Out to the areas in which these communities of color now call home, is where I see the sparse glimmers of community pride in the small businesses, occupied by people of the Mekong and Balsas Rivers, but also their children, finding pride in speaking their household languages among friends at school. A young Hispanic boy got on the bus, in hand with his mother and her friend, who both seemed to be on her way to her job. The two speaking Spanish, so fluently, I felt myself ashamed not to have been able to engage too. Following, came a bounty of young people in the late morning rush hour, heading to work, the entry jobs that could possibly get them the house their mother had lost.
On my trip to North Portland, I heard the stories of men that been sucked in by streets, going in and out of jail, one even recently stabbed at the porch of his home. But even the wake of this commonly thread theme of North Portland, being the “hood,” they had a firm pride for their own community. This pride broadened my eyes, as I rode through New Columbia, looking at the various flyers advertising community events from old Father’s Day Honors Brunch, to clothe drives and employment preparation classes. As I continued further into North Portland, the pride of being a homeowner illuminated as the bus passed the streets with immaculate yards, set in front of houses painted as if to smile, assuring you are safe.

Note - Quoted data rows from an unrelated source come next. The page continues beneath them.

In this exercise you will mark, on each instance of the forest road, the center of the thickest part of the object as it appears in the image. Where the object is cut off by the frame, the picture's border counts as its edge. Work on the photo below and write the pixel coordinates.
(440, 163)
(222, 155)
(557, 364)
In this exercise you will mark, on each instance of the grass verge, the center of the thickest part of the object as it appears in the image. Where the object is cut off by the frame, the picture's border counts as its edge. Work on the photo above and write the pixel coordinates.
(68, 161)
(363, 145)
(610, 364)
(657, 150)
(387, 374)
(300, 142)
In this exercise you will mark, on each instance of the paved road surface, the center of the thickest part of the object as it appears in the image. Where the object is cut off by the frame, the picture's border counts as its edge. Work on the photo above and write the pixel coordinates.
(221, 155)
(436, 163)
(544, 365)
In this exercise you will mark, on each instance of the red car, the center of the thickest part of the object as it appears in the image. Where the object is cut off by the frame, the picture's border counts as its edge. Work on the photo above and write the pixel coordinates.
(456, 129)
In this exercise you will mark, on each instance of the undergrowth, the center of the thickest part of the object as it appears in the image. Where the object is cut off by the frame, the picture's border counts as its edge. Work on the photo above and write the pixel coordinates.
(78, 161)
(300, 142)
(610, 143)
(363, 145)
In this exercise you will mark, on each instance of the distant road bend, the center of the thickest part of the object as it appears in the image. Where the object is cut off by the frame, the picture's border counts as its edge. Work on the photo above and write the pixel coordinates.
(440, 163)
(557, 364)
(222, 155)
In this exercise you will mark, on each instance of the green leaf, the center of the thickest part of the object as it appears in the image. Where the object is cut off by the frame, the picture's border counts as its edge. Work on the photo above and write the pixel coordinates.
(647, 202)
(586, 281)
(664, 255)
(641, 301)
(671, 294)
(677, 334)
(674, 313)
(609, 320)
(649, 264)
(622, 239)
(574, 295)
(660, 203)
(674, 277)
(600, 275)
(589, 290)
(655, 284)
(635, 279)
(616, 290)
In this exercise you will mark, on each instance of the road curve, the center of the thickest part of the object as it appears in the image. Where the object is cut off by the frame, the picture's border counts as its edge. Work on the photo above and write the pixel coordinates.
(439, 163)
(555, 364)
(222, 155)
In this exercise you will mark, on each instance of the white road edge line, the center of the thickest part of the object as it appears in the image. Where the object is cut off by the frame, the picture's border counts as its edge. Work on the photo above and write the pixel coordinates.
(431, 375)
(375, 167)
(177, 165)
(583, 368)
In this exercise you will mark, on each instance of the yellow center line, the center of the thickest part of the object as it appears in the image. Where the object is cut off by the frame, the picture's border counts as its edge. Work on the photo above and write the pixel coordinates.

From the conversations that started with a simple question, “what are you doing?” to the smiles that made me feel welcome, but not enough to stay, as I travelled through the changed, bright, vibrant, new, fun, urban, white neighborhoods: Division, Mississippi and Alberta, I realized so much has changed, but the people coming in and the people who left remain the same. There faces do change colors, but life continues to go on.